[Bug 1014848] Re: Systems sometimes come up with RAID devices dropped, re-adding fails.
Dmitrijs Ledkovs
1014848 at bugs.launchpad.net
Mon Jun 18 22:32:36 UTC 2012
(launchpad email interface is failing me)
Thank you for filing a bug report, I was not subscribed to the launchpad
answers. I will now.
First things, first. There are are couple of issues you are outlining
here and I am going to mark this bug as invalid, on the basis that is it
a support type of question and not a real bug report. In any case if
some of these are real bugs they will need to be split into separate bug
reports.
Please take some time to read https://wiki.ubuntu.com/ReliableRaid
I am working on improving the situation.
Here we go.
On 18/06/12 22:28, Iordan Iordanov wrote:
> Public bug reported:
>
> We have 3 systems with RAID1 sets which sometimes come up with one
> device missing. Attempting to re-add the device fails with:
>
This is probably due to:
https://bugs.launchpad.net/ubuntu/+source/mdadm/+bug/942106
Does adding settle help?
> # mdadm /dev/md2 --re-add /dev/sda6
> mdadm: --re-add for /dev/sda6 to /dev/md2 is not possible
>
> # mdadm /dev/md2 --add /dev/sda6
> mdadm: /dev/sda6 reports being an active member for /dev/md2, but a --re-add fails.
> mdadm: not performing --add as that would convert /dev/sda6 in to a spare.
> mdadm: To make this a spare, use "mdadm --zero-superblock /dev/sda6" first.
>
This seems odd, did md2 got brought up degraded? So I would think this
should be possible. I will add this to my testing suite, which is yet to
be written.
> The only thing which "resolves" the problem is zeroing the superblock on
> the drive, and adding it to the RAID array. This causes an unnecessary
> rebuild of the drive, as it shouldn't have been dropped from the array
> in the first place.
>
Hmmm... I think I so a bug or two about requiring to zero out
superblock. Can you please search the bugs on launchpad?

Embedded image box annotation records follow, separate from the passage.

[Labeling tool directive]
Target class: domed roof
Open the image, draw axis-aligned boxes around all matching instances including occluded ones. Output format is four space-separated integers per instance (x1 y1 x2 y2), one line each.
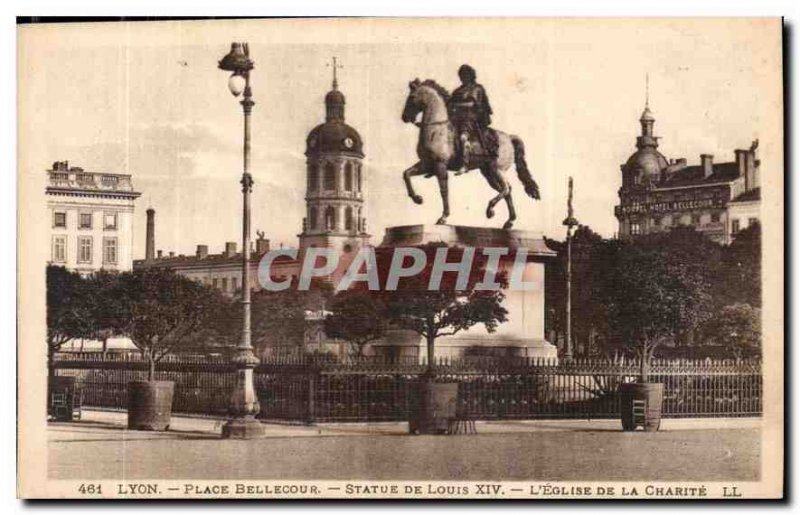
306 122 364 157
306 79 364 157
325 89 344 104
624 147 669 176
639 106 656 122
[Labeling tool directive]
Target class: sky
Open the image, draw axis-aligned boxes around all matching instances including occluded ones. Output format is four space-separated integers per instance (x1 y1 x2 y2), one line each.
18 18 783 258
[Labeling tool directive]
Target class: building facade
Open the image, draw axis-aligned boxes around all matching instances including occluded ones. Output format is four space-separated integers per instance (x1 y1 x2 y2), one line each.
614 106 761 244
134 68 370 355
300 70 369 254
45 161 140 274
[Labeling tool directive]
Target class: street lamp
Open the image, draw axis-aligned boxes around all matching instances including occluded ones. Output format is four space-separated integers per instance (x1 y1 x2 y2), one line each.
562 177 578 361
219 43 264 439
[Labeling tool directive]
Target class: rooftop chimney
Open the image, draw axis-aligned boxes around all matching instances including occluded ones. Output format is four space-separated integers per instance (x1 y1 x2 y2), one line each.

> A similar, perhaps related problem occurred on a RAID6 system with 6
> devices. We failed/removed one device, and moved it to another slot on
> the system (probably irrelevant). Trying to add it back into the RAID6
> array resulted in the same error. This has happened with the newest
> kernel (3.2.0-25) as well as with 3.2.0-24 which was used to create this
> bug-report. It has also happened with different RAID levels, which is
> why I filed the bug against mdadm, rather than the kernel.
>
Are the disks regular SATA attached? Or something special like iSCSI?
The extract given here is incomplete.